Access to Justice

Widow of airman killed in on-base crash asks high court for review in Feres doctrine fight

Staff Sgt. Cameron Beck hopped on his motorcycle on a spring day four years ago and set out for home on Whiteman Air Force Base in Missouri, where his wife and 7-year-old son were waiting to have their customary lunch with him.

Beck’s house was only about a mile from his workplace, but he never made it there that day, April 15, 2021. The 29-year-old was killed in a crash with Blanca Mitchell, a civilian employee driving a government-issued van.

Mitchell had become distracted by her cellphone and turned in front of him without looking, according to court documents. Beck, a cyber transport airman, died at the scene.

Now, his widow, Kari, is petitioning the U.S. Supreme Court to review a wrongful death claim she filed against the federal government. Two lower courts rejected the case on grounds that Beck was in uniform and on base when he was killed.

“If my husband had been a civilian, we wouldn’t be having this conversation,” Kari Beck said in a phone interview last week. “It just doesn’t feel fair. Our service members and our families deserve better than that.”

At issue is the Feres doctrine, a judicial rule based on a 1950 Supreme Court decision that prevents active-duty military personnel from suing the federal government for wrongful injury or death related to their service.
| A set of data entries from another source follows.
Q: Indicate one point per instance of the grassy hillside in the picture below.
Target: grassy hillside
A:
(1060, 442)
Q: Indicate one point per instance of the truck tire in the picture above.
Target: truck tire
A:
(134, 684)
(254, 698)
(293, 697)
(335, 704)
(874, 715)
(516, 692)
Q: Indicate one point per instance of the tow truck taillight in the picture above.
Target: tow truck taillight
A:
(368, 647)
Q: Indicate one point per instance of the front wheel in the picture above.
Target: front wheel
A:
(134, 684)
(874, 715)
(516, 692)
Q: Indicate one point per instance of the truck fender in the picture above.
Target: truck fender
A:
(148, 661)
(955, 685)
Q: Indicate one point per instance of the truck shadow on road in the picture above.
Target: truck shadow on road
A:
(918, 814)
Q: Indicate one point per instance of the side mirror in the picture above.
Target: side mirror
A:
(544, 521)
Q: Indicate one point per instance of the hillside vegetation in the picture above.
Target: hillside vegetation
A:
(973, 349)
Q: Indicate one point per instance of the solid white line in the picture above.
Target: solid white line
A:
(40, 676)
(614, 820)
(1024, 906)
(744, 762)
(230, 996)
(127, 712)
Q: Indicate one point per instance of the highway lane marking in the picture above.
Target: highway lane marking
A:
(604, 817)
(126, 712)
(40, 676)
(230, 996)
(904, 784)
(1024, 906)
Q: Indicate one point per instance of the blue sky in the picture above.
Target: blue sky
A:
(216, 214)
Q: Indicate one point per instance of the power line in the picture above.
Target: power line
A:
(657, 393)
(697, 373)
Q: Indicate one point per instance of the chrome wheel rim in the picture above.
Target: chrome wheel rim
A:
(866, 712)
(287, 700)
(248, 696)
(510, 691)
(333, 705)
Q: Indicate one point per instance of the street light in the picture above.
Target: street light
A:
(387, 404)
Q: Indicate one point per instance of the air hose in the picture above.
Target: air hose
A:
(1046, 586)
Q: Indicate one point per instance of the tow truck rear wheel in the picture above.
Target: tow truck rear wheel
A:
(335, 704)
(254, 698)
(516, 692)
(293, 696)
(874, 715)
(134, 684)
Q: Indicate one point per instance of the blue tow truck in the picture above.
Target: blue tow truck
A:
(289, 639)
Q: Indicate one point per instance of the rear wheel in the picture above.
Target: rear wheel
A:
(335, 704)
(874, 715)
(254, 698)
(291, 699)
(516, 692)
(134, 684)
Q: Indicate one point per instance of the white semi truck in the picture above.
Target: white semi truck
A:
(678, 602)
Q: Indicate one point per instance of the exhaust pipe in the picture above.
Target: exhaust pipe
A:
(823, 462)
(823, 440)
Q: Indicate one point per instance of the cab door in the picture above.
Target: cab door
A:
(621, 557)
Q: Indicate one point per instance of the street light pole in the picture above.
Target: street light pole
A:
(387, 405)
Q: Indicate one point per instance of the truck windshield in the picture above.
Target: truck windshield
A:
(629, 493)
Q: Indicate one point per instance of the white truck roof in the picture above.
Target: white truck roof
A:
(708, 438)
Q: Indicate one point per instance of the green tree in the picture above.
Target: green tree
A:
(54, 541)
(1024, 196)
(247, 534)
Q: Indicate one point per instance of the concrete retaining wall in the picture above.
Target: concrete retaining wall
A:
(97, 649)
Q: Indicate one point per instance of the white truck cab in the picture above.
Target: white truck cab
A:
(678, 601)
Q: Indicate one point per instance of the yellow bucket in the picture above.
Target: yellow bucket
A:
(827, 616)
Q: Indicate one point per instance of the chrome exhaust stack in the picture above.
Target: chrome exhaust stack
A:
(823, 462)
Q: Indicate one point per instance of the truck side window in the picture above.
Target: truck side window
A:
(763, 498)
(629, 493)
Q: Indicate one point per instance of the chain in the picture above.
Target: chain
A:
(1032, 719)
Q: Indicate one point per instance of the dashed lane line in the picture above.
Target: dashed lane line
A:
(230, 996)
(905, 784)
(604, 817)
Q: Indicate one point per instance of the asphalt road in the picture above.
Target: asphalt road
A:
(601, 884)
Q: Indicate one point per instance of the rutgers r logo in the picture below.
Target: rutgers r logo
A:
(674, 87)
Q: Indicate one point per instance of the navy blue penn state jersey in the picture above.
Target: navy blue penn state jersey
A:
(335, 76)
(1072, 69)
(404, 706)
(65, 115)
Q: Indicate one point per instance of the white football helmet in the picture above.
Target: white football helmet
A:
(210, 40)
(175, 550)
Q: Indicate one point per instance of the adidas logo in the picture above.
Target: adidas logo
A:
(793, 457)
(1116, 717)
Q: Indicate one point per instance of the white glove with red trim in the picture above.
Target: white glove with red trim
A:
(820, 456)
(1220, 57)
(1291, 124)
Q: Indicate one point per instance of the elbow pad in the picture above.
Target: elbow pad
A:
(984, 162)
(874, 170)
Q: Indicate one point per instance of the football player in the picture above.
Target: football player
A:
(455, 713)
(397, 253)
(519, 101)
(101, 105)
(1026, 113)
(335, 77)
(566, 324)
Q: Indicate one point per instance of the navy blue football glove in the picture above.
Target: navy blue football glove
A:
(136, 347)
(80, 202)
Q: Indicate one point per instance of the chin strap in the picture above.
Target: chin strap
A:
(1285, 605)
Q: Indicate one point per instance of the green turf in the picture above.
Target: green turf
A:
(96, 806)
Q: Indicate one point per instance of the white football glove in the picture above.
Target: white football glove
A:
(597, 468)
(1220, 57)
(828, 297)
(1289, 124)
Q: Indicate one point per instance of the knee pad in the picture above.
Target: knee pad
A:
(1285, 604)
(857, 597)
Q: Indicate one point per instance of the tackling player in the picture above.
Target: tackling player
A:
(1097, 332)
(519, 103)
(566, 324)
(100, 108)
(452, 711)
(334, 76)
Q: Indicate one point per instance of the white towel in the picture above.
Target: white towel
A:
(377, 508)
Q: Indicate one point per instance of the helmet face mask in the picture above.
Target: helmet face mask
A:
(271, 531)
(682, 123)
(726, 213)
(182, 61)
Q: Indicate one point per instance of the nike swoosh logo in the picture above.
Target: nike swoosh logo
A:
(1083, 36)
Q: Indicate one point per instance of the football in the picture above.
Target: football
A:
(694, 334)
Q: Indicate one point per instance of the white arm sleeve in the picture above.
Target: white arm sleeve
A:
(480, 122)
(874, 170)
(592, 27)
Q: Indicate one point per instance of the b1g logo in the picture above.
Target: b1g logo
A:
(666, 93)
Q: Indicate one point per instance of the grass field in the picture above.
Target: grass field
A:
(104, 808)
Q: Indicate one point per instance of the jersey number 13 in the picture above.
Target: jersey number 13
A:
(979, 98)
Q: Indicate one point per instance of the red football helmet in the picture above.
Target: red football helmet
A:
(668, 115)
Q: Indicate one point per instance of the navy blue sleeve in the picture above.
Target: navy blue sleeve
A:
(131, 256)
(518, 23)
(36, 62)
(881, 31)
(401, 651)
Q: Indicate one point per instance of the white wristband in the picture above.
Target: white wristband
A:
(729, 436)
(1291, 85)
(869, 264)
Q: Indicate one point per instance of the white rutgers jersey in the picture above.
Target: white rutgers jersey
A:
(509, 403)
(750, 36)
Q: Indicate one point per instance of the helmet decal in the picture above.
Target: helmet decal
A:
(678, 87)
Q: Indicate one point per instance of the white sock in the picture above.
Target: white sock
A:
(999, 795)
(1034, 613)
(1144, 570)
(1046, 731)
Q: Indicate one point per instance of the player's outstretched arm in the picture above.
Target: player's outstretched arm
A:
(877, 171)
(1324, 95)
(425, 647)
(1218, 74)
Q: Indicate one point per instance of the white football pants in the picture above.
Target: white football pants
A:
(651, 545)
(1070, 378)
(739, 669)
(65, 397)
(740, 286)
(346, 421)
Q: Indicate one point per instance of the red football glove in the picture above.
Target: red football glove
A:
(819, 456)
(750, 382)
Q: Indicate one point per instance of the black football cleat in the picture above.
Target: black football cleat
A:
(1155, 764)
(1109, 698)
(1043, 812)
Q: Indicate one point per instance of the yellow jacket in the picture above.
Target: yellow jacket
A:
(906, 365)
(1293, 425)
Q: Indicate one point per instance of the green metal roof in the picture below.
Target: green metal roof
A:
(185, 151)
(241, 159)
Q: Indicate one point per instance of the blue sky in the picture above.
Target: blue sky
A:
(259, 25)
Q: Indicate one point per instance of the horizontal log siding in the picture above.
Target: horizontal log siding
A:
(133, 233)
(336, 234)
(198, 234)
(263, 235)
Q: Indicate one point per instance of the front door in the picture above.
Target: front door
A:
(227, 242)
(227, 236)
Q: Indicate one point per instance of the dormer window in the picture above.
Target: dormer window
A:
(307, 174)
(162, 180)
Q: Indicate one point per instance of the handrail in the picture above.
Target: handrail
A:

The Beck petition asks the court to distinguish between Feres and a 1949 ruling in Brooks v. United States.

In that earlier case, the justices held that service members traveling in their vehicle on personal business could bring a claim under the Federal Tort Claims Act for injuries resulting from a government employee’s negligent driving.

Created in 1946, the act allowed plaintiffs to seek damages from the United States in claims stemming from the negligence of a federal employee.

But the Feres decision narrowed the scope of the legislation for active-duty personnel by saying that claims “where the injuries arise out of or are in the course of activity incident to service” aren’t covered.

The two lower courts that ruled in Beck’s case gave wide berth to the “incident to service” language in their interpretations.

In January, the U.S. Court of Appeals for the 8th Circuit affirmed the district court decision, ruling that Feres applied to Beck’s complaint since he was on active duty, on base and subject to recall at the time of the crash.

Beck attorney Nathan Mammen argues that the Supreme Court needs to clarify what is and isn’t incident to service.

“It’s becoming increasingly where courts have thrown up their hands, ‘Well, we think it must mean, basically if you’re on active duty, then you can’t bring a claim,’ ” he said. “The Supreme Court has never said that.”

If history is any indication, Beck and Mammen face a tall order with their petition. The high court hasn’t ruled on a Feres case since 1987 despite wide-ranging calls for reexamining the doctrine, which critics say is outdated

Justice Clarence Thomas is among them. He called the doctrine “indefensible” and “senseless” in a lone, 14-page dissent from the majority in a February decision to reject review of the case of Maryland National Guard Staff Sgt. Ryan Carter.

Following back surgery at Walter Reed National Military Medical Center for chronic neck pain, Carter became paralyzed.

“Courts arbitrarily deprive injured servicemembers and their families of a remedy that Congress provided them,” Thomas wrote, urging the court to “fix this mess we made.”

Had Carter been a veteran rather than an inactive reservist, he could have filed a lawsuit for the same injuries arising from the same treatment by the same military staff at the same hospital, Thomas wrote.

In the Beck case, a veterans group and two civil liberties organizations filed friend-of-the-court briefs that challenge both the two lower courts’ application of the Feres doctrine and the 1950 ruling itself.

Miriam Becker-Cohen, an attorney at the Constitutional Accountability Center, said the Feres decision was wrong from the get-go and has sown confusion in the decades since. “It has ballooned into a complete barrier to relief under the Federal Tort Claims Act for service members,” she said. “Different courts approach it in different ways.”

Kari Beck said that in the aftermath of her husband’s death she received hundreds of messages describing the impact he’d had on people, adding that he would have given the shirt off his back to anyone in need.

“That’s one of the reasons why I want to take this to the Supreme Court because that’s kind of his legacy, just to help others,” she said.

At the time of his death, he was working as the noncommissioned officer in charge of the 509th Bomb Wing’s communication security unit. “They needed an NCO to lead a shop that was outside of his career field,” his widow said.

He had served in the Air Force for six years.

He “was killed in such a senseless, tragic way,” Kari Beck said. “For the court to rule it was incident to service even though they acknowledged there was no military activity at the time of his death, that’s just been really hard.”